Favourable outcomes are: (1,1), (2,2), (3,3), (4,4), (5,5), (6,6)

Number of favourable outcomes = 6

P(A doublet) = \( \frac{\text{Number of favourable outcomes}}{\text{Total number of outcomes}} = \frac{6}{36} = \frac{1}{6} \)

(ii) Sum divisible by 5

Favourable outcomes are: (1,4), (2,3), (3,2), (4,1), (4,6), (5,5), (6,4)

Number of favourable outcomes = 7

P(Sum divisible by 5) = \( \frac{\text{Number of favourable outcomes}}{\text{Total number of outcomes}} = \frac{7}{36} \)

(iii) A sum of at least 11

Favourable outcomes are: (5,6), (6,5), (6,6)

Number of favourable outcomes = 3

P(sum is at least 11) = \( \frac{\text{Number of favourable outcomes}}{\text{Total number of outcomes}} = \frac{3}{36} = \frac{1}{12} \)
In simple words: Two dice give 36 total outcomes (6 × 6). A doublet means both dice show the same number. For sums, add the numbers on both dice.

📝 Teacher's Note: Draw a 6×6 grid on the board. Fill in all 36 outcomes. Students can easily see and count the favourable outcomes for any question.

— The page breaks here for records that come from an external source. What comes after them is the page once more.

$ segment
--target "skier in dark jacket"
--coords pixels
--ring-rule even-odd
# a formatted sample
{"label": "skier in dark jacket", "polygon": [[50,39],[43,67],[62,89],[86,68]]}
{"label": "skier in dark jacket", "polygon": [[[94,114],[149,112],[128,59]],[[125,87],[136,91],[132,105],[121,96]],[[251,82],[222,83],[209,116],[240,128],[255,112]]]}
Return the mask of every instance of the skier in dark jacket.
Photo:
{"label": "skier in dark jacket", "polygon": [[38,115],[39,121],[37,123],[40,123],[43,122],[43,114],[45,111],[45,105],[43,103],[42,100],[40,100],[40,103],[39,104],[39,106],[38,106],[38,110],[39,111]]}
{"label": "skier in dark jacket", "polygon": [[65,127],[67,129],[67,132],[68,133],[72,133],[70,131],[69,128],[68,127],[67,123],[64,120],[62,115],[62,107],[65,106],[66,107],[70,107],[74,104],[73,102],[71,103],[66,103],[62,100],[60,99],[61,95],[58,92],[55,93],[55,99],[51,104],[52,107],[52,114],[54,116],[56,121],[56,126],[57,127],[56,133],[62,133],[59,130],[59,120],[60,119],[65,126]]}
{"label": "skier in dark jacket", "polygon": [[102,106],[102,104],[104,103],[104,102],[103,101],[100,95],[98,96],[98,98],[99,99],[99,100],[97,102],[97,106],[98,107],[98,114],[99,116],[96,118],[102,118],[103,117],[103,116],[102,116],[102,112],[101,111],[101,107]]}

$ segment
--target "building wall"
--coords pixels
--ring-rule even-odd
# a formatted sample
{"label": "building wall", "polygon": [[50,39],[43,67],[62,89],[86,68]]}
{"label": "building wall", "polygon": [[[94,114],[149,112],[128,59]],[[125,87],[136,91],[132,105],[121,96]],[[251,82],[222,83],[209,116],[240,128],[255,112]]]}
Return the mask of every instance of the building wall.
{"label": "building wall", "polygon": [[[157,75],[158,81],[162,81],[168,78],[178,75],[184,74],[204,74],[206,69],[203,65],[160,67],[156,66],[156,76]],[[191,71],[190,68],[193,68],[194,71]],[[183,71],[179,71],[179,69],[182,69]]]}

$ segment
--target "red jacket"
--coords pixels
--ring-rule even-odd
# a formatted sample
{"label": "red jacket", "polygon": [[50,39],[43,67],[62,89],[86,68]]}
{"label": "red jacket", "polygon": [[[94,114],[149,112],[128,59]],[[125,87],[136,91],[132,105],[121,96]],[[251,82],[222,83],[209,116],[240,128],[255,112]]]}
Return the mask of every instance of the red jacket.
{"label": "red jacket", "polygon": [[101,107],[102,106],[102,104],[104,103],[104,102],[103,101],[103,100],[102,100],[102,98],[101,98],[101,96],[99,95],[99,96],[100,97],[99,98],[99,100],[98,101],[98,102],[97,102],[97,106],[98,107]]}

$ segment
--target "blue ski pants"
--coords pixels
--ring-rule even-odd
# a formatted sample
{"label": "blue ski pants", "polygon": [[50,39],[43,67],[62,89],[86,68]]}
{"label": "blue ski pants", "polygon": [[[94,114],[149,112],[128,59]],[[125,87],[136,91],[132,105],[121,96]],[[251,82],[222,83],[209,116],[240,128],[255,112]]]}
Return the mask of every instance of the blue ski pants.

🎯 Exam Tip: Remember that two dice give 36 total outcomes. List all favourable outcomes carefully. For "at least 11", the sums are 11 or 12 only.

Answer 19.
Answer: When two dice are rolled the outcomes are:

(1, 1), (1, 2), (1, 3), (1, 4), (1, 5), (1, 6)
(2, 1), (2, 2), (2, 3), (2, 4), (2, 5), (2, 6)
(3, 1), (3, 2), (3, 3), (3, 4), (3, 5), (3, 6)
(4, 1), (4, 2), (4, 3), (4, 4), (4, 5), (4, 6)
(5, 1), (5, 2), (5, 3), (5, 4), (5, 5), (5, 6)
(6, 1), (6, 2), (6, 3), (6, 4), (6, 5), (6, 6)

So, the total number of outcomes = 36
In simple words: This shows all 36 ways two dice can land. The first number is from the first die, the second number is from the second die.

📝 Teacher's Note: This is the complete sample space for two dice. Students should memorize that two dice always give 36 total outcomes. Use this list for all dice probability problems.

🎯 Exam Tip: You don't need to write all 36 outcomes in exams. Just write "Total outcomes = 36" and list only the favourable ones for your question.